Sexual and reproductive health risks amongst female adolescents who use amphetamine-type stimulants and sell sex: a qualitative inquiry in Yunnan, China

Xu-Dong Zhang, Ghent University, Belgium
Angela Kelly-Hanku, International HIV Research Group, Australia
Jia-Jia Chai, Kunming University of Science and Technology, China
Jian Luo, Yunnan Institute for Drug Abuse, China
Marleen Temmerman, Aga Khan University
Stanley Luchters, Aga Khan University

This work was published before the author joined Aga Khan University.

Abstract

Background: China, as other Southeast Asian countries, has witnessed an increased use in amphetamine-type stimulants (ATS) amongst urban youth.

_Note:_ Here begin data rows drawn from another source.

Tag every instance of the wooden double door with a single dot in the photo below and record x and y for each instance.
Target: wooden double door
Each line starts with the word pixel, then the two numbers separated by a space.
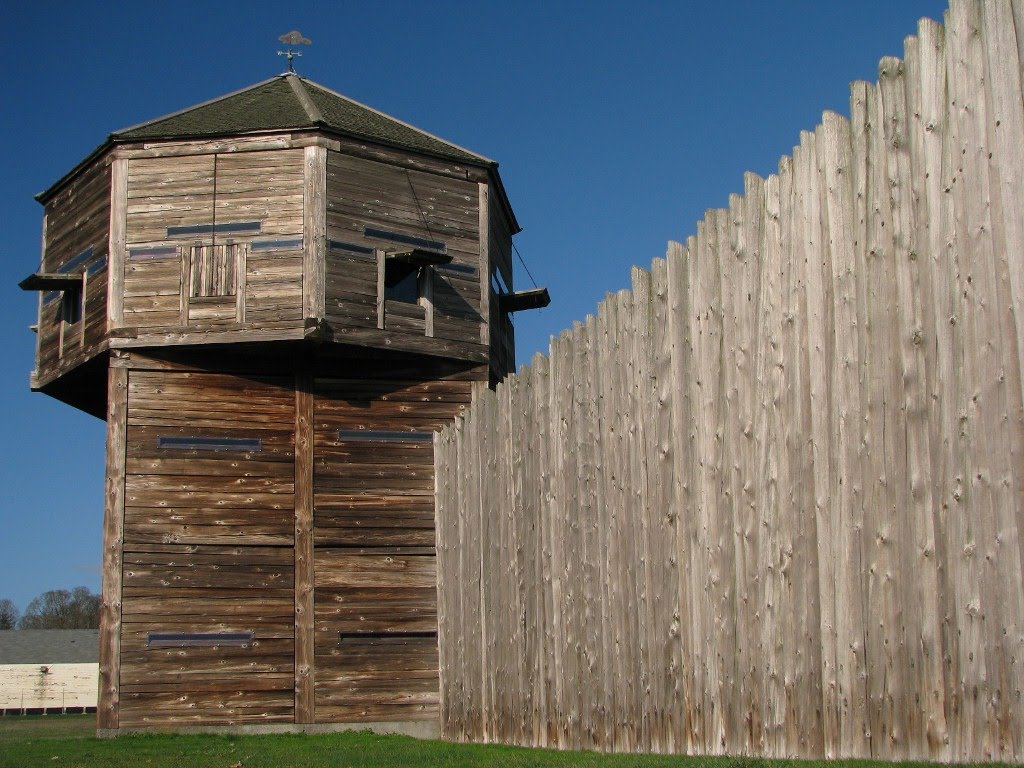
pixel 278 559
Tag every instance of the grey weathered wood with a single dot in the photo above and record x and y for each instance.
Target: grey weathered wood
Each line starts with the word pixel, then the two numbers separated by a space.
pixel 304 566
pixel 804 432
pixel 314 231
pixel 114 510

Amongst female adolescents who both sell sex and use ATS, risk behaviours are compounded resulting in even poorer health outcomes. However, limited knowledge exists on ATS use patterns and ATS-related risk behaviours, particularly in this context. This research aimed to improve the understanding of these issues amongst female adolescents who use ATS and sell sex, and to inform future programming.

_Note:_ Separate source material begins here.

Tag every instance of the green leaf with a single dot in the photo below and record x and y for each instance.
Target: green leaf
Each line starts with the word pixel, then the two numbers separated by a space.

Method: This study utilised monthly focus group discussions (four in total) with the same study participants in Yunnan, China. From within a drug-treatment programme, female adolescents who reported both a history of drug use and selling sex were purposively enrolled in the study.

Results: Participating adolescent females were aged 17–19 years and were all internal-migrants with low literacy. All reported polydrug use (mainly methamphetamine and heroin, whereas ecstasy and ketamine have been infrequently employed). Being less informed about risks of drug use and lack of sexual and reproductive health knowledge seemed to contribute to problematic drug use, rough and prolonged sexual intercourse, inconsistent condom use and ineffective contraceptive practice. For their income, participants largely relied on selling sex, which was frequently coupled with drug sharing services to clients. However, despite the practices, women did not self-identify as sex workers, and therefore did not think that existing intervention services targeting female sex workers were relevant to them. Moreover, criminalization and stigmatisation of drug use and selling sex impeded their access to care services.

Conclusion: Current harm reduction and HIV/sexually transmitted infection (STI) prevention services are unlikely to address the demand of female adolescents engaged in drug use and commercial sex. Our findings highlight that a comprehensive and coordinated harm reduction and sexual and reproductive health response should be conducted involving these most vulnerable adolescents.